The Sharpest Knife in the Drawer
She was fifteen years old and she was pregnant. What was she going to say to her parents? She’d have to tell them but how to pitch the message? And not only her parents. Once the elders of the village found out, there might be real trouble. Last year they dragged a woman caught in adultery to the village square and stoned her to death. Would she be next?
But Mary was by far the sharpest knife in the drawer. As her mother wailed and her father shouted, she drew herself up to her full four-foot height and said, “I did nothing. Nothing. God did it.”
“It was God. I swear. I was kneeling at prayer”—both parent rolled their eyes at this unlikely scenario—“when this angel appeared. Very tall, with golden wings, a shining face and he said I’d have a baby.

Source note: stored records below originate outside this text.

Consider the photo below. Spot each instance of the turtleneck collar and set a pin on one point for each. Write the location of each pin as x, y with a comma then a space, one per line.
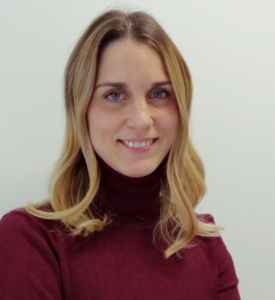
129, 196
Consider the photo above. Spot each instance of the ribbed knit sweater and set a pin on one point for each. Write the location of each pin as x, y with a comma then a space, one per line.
41, 260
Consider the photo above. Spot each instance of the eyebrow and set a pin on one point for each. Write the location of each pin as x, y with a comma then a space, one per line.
124, 85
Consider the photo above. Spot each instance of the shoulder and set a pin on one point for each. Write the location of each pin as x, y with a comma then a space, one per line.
19, 219
217, 253
18, 228
29, 265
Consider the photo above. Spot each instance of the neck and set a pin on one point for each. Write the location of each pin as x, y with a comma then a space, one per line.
128, 196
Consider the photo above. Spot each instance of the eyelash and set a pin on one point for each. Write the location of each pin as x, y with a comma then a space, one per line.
152, 95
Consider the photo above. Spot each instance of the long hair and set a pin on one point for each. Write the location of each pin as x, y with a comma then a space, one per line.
76, 178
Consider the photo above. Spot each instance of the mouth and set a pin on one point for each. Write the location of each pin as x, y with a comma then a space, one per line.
138, 144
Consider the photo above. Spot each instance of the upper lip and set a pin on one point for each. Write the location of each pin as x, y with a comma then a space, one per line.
138, 139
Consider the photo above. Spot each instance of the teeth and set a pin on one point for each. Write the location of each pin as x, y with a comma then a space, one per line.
136, 144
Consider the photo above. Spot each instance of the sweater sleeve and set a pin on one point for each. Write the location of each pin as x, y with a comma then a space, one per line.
29, 267
227, 279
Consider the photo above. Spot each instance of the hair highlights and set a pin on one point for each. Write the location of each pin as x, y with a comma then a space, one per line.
75, 180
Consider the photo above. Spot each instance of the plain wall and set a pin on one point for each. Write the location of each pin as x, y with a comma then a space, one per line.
229, 47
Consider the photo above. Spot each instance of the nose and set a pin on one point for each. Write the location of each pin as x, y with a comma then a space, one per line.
139, 115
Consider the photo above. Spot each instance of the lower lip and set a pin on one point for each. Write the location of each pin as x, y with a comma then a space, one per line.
139, 150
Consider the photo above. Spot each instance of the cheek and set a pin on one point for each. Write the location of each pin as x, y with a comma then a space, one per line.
99, 124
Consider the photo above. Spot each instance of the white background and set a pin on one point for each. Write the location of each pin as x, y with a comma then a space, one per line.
229, 47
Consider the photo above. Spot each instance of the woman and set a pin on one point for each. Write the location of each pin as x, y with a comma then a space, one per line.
120, 220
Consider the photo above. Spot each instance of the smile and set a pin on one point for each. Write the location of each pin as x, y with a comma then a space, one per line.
136, 144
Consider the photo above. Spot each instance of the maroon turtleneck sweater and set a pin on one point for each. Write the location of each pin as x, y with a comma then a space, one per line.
38, 260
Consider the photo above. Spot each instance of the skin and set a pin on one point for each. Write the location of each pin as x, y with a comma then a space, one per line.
133, 104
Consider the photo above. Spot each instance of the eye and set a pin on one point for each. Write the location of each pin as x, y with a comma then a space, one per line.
114, 96
160, 94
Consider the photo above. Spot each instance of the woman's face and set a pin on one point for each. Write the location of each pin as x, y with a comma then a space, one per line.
133, 115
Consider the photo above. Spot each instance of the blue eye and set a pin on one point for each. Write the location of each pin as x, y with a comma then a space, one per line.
160, 94
114, 96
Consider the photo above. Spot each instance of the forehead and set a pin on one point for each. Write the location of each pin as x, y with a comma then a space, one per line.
129, 60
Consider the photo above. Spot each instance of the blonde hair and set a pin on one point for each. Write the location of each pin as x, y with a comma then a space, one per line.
75, 180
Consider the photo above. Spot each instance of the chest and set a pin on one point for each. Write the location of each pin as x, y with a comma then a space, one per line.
125, 264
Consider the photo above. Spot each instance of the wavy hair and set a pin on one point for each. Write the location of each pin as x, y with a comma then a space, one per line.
76, 177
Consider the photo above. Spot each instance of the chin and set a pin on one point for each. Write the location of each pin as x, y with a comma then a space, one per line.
139, 170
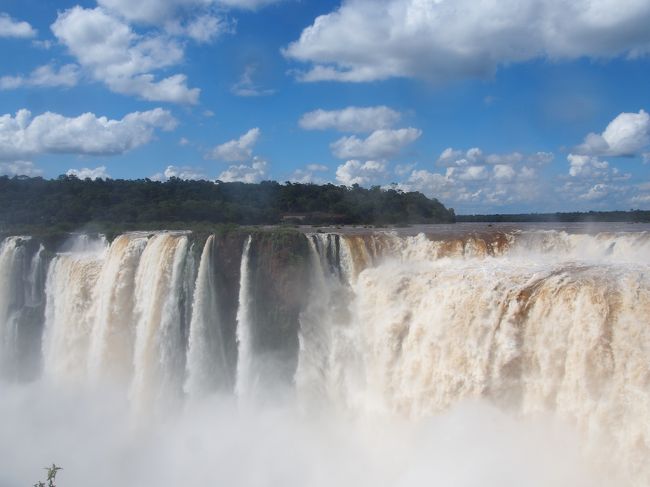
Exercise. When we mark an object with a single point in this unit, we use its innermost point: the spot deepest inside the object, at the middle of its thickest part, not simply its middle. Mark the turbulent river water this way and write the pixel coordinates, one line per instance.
(466, 355)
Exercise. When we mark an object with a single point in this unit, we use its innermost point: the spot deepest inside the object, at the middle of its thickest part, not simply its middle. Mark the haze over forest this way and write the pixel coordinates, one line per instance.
(252, 90)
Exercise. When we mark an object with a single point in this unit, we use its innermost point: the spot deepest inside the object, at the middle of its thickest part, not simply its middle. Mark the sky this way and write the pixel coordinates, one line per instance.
(490, 106)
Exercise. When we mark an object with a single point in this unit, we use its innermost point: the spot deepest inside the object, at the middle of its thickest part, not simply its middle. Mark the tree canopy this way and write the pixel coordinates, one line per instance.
(68, 203)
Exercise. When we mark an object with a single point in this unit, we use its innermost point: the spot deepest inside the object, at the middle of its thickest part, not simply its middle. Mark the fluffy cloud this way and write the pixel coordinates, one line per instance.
(44, 76)
(23, 135)
(253, 173)
(205, 28)
(350, 119)
(83, 173)
(627, 135)
(19, 168)
(474, 181)
(361, 173)
(15, 28)
(114, 54)
(246, 85)
(380, 144)
(309, 174)
(181, 172)
(365, 40)
(236, 150)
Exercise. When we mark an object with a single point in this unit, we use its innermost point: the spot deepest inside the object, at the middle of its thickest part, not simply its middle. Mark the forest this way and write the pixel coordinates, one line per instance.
(68, 203)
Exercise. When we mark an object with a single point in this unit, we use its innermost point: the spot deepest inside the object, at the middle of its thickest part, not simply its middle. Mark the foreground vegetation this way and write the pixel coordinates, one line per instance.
(68, 203)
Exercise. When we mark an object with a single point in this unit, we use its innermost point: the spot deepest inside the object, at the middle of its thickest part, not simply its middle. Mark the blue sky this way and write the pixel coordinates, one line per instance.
(517, 105)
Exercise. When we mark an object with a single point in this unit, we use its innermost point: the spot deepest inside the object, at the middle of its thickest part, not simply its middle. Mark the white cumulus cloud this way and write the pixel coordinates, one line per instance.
(15, 28)
(23, 135)
(361, 173)
(380, 144)
(236, 150)
(86, 172)
(181, 172)
(114, 54)
(627, 135)
(245, 173)
(350, 119)
(366, 40)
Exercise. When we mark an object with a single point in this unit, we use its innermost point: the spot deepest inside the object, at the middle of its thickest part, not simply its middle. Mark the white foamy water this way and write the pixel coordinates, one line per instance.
(487, 358)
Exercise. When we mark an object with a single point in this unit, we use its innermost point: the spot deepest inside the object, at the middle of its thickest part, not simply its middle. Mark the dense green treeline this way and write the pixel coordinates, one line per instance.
(638, 216)
(68, 203)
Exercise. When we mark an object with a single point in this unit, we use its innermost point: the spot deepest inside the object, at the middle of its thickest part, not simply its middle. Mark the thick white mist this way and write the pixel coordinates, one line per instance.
(216, 443)
(483, 359)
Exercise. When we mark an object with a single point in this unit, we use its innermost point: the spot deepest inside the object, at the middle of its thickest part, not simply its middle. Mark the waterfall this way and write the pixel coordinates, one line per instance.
(245, 380)
(11, 257)
(71, 297)
(112, 337)
(158, 361)
(535, 322)
(207, 366)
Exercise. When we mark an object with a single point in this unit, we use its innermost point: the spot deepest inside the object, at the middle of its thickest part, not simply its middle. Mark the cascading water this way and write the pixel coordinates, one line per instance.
(538, 323)
(207, 364)
(11, 262)
(159, 346)
(245, 379)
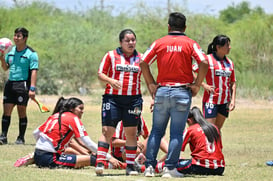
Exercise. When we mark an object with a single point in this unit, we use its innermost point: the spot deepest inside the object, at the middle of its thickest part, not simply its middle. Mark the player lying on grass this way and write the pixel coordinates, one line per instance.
(119, 140)
(54, 136)
(205, 145)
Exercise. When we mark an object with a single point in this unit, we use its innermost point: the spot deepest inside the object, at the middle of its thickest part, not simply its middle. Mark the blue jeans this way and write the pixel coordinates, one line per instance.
(171, 103)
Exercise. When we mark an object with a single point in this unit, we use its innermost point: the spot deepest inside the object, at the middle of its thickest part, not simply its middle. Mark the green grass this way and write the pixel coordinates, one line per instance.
(247, 141)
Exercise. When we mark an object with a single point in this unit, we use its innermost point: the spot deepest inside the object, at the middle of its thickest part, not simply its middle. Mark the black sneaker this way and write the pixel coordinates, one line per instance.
(20, 141)
(131, 170)
(3, 140)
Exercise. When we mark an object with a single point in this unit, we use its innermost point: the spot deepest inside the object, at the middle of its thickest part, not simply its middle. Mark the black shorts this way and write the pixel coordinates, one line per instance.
(16, 92)
(117, 107)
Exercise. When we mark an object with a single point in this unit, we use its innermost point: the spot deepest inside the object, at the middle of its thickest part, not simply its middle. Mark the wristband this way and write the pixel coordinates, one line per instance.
(32, 88)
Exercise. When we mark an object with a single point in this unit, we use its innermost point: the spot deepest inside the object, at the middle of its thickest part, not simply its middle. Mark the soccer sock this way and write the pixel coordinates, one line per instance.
(22, 127)
(93, 160)
(102, 151)
(130, 155)
(159, 167)
(5, 125)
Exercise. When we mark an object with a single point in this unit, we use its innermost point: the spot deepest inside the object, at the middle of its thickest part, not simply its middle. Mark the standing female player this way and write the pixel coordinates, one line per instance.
(56, 133)
(220, 86)
(122, 100)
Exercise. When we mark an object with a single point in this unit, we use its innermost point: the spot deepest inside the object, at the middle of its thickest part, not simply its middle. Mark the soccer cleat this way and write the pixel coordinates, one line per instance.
(25, 161)
(140, 159)
(131, 170)
(269, 163)
(20, 141)
(3, 140)
(149, 171)
(171, 173)
(99, 169)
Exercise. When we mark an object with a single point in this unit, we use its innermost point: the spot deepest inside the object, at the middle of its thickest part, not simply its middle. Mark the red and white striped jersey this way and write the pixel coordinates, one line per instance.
(120, 134)
(126, 70)
(174, 53)
(71, 126)
(220, 75)
(205, 154)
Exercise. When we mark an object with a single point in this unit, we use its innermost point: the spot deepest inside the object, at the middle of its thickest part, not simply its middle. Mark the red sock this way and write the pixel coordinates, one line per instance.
(101, 152)
(130, 154)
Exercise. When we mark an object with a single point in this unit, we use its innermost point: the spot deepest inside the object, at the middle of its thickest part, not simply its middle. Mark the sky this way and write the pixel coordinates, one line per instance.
(211, 7)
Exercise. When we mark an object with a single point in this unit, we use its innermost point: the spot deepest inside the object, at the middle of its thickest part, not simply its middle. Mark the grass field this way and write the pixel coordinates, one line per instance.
(247, 141)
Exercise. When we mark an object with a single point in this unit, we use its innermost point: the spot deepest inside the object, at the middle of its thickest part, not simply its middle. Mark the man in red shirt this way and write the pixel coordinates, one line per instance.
(173, 90)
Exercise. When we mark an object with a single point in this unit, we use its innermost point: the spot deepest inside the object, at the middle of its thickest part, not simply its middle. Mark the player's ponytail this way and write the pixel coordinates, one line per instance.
(220, 40)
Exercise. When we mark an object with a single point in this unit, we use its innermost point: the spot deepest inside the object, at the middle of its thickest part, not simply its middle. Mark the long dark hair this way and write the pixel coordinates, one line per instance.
(65, 105)
(177, 21)
(125, 32)
(210, 131)
(220, 40)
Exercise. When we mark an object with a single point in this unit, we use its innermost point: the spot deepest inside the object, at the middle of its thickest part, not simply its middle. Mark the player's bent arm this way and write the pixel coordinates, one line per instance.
(91, 145)
(4, 65)
(233, 96)
(203, 69)
(148, 77)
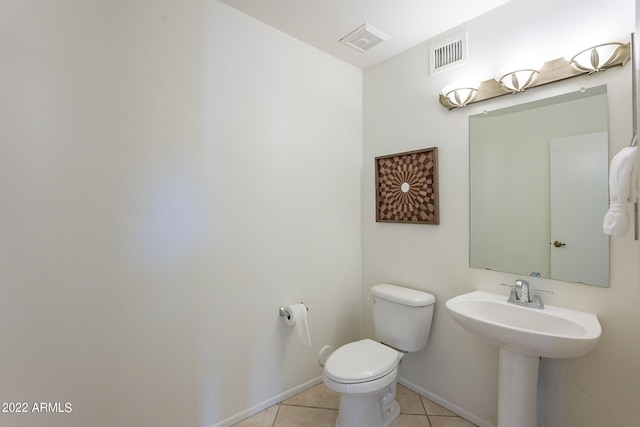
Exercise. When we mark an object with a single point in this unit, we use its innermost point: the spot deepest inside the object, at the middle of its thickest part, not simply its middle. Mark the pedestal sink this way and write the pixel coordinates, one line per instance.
(523, 335)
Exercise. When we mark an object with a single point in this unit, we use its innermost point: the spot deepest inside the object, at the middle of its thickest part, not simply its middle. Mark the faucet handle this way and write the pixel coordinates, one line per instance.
(512, 295)
(536, 297)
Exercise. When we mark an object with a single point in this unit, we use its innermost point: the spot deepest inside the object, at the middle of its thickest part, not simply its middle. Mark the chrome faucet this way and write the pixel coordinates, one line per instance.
(520, 295)
(522, 290)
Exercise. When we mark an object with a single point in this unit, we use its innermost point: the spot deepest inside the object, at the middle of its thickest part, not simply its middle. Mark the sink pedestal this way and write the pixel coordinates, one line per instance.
(517, 389)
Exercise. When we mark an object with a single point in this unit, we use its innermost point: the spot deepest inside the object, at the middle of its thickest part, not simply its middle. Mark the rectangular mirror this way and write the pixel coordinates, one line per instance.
(539, 188)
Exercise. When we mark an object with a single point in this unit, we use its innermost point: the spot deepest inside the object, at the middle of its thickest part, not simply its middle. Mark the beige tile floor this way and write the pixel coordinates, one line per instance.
(318, 407)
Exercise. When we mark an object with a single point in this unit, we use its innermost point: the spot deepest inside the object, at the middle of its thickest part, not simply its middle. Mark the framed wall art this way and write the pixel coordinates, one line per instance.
(407, 187)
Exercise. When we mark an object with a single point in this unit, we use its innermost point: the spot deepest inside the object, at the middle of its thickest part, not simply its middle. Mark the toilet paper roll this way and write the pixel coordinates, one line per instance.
(298, 318)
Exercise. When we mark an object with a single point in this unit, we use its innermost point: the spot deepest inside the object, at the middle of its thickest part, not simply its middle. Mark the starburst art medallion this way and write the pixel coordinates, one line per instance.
(407, 187)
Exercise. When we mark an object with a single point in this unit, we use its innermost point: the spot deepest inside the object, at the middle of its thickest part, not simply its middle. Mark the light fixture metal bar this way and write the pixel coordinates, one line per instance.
(552, 71)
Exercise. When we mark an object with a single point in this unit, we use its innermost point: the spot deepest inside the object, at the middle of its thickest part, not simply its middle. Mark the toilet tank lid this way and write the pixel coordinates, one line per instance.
(402, 295)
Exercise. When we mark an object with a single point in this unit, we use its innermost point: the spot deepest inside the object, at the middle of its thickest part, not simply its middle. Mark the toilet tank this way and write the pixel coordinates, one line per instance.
(402, 316)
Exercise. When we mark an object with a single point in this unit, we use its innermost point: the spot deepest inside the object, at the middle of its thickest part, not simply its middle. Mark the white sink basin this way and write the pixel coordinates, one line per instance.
(552, 332)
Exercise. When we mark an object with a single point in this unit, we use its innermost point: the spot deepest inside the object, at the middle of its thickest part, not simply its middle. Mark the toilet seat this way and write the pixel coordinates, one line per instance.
(361, 361)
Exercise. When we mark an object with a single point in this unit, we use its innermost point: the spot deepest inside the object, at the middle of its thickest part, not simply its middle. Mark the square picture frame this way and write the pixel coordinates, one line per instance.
(407, 187)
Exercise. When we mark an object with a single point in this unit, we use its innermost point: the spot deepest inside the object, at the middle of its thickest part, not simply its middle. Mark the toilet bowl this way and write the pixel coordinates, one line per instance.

“No, it’s true. It’s true. I was so surprised. I said, ‘Hey! Hang on a minute,’ but he insisted it was God’s will. That’s right. And that the baby would be special, a rabbi. More than a rabbi—like a messiah maybe. Anyway,” she snapped her fingers, “I was pregnant. Just like that. And oh yes, he said I was like, special, that I’m a holy person. God chose me.” She pointed to herself. “I’m full of grace.”
Her parents sighed. They were not sure how far to go along with this one but to be on the safe side with the village elders, they quickly married Mary off to an old guy in the neighbourhood, a carpenter, named Joseph.